Recent changes in the quarantine laws of Australia prevent the importation of live materials of all Theaceae species, including Camellia,into Australia. Importation of Camellia seed with certain restrictions is still possible, but the supply is highly unreliable and most of the time seed is not available. The establishment of the Camellia Species Gardens near Da Lat City, Viet Nam was the direct outcome and reaction to this prohibition. It is hoped, that the already collected and the yet to be discovered Theaceae germplasm grown in the protected environment of the Gardens will, in time, furnish materials needed for further scientific research and also produce viable propagation materials. Seedling production of limited quantities and of selected Camellia and Theaceae species will be utilized in restoration work that will be carried out in carefully selected areas of the rainforest.

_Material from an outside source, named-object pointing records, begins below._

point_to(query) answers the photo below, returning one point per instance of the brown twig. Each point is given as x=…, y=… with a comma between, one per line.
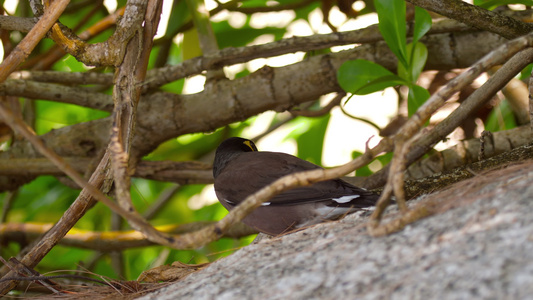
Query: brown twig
x=322, y=111
x=476, y=17
x=445, y=127
x=24, y=48
x=404, y=138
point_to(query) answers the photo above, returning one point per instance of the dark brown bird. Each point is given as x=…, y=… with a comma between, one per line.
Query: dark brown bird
x=240, y=170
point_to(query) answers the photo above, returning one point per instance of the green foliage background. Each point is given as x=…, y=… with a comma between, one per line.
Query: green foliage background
x=45, y=199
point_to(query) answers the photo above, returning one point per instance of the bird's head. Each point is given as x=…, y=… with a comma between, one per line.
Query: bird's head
x=229, y=149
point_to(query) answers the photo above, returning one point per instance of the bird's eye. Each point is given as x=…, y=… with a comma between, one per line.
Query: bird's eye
x=250, y=145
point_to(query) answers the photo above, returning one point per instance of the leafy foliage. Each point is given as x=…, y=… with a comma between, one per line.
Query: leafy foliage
x=45, y=199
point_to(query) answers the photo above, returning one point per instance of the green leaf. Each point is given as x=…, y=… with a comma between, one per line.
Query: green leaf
x=391, y=15
x=364, y=77
x=422, y=23
x=416, y=97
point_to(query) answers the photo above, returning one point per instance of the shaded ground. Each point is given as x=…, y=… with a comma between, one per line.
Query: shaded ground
x=479, y=247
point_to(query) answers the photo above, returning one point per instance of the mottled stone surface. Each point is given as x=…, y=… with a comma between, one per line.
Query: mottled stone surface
x=480, y=249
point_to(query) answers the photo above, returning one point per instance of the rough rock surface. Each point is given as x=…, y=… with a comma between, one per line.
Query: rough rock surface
x=479, y=247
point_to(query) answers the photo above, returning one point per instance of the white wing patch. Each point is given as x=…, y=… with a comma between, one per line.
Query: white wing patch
x=346, y=199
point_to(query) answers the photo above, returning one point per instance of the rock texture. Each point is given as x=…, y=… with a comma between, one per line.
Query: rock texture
x=480, y=246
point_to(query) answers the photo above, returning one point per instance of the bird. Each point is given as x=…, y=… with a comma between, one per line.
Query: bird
x=240, y=170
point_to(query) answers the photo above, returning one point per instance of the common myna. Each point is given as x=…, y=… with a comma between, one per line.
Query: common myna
x=240, y=170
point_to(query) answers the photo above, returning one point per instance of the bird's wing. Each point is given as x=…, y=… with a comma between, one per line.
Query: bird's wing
x=256, y=170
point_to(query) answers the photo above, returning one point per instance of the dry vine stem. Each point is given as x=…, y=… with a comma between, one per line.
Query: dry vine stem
x=29, y=42
x=445, y=127
x=404, y=138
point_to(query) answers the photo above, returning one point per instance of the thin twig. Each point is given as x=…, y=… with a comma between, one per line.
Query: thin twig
x=404, y=138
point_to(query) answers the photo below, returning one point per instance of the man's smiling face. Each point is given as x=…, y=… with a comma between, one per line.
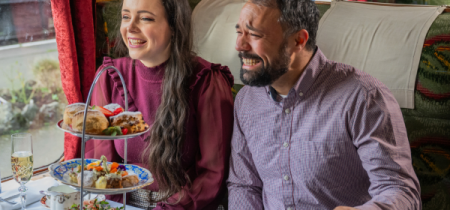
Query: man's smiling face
x=261, y=45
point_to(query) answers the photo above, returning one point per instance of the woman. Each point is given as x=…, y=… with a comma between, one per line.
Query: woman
x=186, y=100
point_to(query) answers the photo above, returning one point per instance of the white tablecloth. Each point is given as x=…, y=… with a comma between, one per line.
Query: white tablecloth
x=36, y=205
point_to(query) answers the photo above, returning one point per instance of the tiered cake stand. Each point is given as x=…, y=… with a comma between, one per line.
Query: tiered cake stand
x=59, y=170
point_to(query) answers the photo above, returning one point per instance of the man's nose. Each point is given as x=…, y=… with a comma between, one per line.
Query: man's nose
x=242, y=44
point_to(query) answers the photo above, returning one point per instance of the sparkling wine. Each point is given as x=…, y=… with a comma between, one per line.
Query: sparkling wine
x=22, y=166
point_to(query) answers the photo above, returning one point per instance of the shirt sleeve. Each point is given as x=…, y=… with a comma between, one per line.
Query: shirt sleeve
x=379, y=134
x=215, y=123
x=244, y=183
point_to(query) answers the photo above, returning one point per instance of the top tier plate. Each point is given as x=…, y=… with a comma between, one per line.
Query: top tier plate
x=99, y=137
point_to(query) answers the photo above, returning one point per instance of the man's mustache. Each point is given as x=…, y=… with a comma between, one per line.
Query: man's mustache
x=249, y=55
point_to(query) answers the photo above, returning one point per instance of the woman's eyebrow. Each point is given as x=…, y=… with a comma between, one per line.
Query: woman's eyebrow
x=140, y=11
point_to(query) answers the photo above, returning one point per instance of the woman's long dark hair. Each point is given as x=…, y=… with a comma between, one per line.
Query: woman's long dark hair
x=163, y=154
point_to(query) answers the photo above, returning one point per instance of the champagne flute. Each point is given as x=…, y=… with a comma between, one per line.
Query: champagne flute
x=22, y=162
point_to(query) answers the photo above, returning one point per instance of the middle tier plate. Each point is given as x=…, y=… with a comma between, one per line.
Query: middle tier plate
x=59, y=171
x=99, y=137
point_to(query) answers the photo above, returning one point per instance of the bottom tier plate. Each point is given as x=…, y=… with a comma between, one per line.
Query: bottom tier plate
x=59, y=171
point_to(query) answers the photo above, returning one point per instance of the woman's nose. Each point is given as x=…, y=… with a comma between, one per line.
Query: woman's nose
x=132, y=27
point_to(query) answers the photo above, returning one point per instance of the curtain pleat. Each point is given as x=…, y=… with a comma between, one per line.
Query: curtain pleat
x=74, y=28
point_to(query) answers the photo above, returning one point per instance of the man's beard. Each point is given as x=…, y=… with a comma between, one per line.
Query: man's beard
x=267, y=74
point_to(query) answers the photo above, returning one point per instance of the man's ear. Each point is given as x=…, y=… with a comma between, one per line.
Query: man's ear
x=301, y=38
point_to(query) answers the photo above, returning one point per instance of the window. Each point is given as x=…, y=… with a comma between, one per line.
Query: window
x=31, y=96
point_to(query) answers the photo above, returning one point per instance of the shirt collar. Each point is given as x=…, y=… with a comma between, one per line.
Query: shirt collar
x=307, y=78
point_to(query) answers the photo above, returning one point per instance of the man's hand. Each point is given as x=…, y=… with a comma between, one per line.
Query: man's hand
x=344, y=208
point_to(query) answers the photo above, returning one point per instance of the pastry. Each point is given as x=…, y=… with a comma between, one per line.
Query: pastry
x=71, y=110
x=96, y=122
x=132, y=121
x=100, y=183
x=112, y=107
x=130, y=180
x=89, y=179
x=113, y=180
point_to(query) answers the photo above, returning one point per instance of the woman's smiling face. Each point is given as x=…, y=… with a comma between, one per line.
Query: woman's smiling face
x=145, y=30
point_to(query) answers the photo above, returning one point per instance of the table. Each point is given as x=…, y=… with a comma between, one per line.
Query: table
x=12, y=184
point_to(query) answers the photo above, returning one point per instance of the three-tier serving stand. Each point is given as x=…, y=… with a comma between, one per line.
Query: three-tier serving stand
x=86, y=137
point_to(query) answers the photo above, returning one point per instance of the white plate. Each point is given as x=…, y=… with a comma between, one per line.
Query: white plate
x=59, y=171
x=99, y=137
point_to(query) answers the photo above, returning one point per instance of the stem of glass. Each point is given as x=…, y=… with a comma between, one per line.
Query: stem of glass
x=23, y=195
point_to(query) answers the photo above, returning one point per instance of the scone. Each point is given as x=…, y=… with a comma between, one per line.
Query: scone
x=130, y=181
x=96, y=122
x=71, y=110
x=132, y=121
x=113, y=181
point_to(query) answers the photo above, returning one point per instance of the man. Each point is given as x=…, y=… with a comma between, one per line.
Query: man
x=310, y=133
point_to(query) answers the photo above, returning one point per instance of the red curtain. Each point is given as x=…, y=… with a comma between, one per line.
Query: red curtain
x=75, y=39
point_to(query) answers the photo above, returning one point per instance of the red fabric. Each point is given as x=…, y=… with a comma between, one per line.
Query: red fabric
x=74, y=27
x=206, y=151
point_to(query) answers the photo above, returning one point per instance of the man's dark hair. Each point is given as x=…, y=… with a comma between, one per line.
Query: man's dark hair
x=296, y=15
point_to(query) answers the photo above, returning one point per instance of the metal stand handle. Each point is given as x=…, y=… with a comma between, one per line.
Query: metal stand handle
x=84, y=139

The proposed establishment of new Botanic Gardens in the Bidoup-Nui Ba National Park, Lam Dong Province, Viet Nam, under the auspices of the Royal Botanic Gardens in Sydney, will add further impetus to the preservation and conservation of the rare and endangered Theaceae and Camellia species of Viet Nam. The project, although still in its early stages, will give further impetus to the ongoing preservation and conservation effort to safeguard the unique Theaceae and Camellia genera and species of Viet Nam.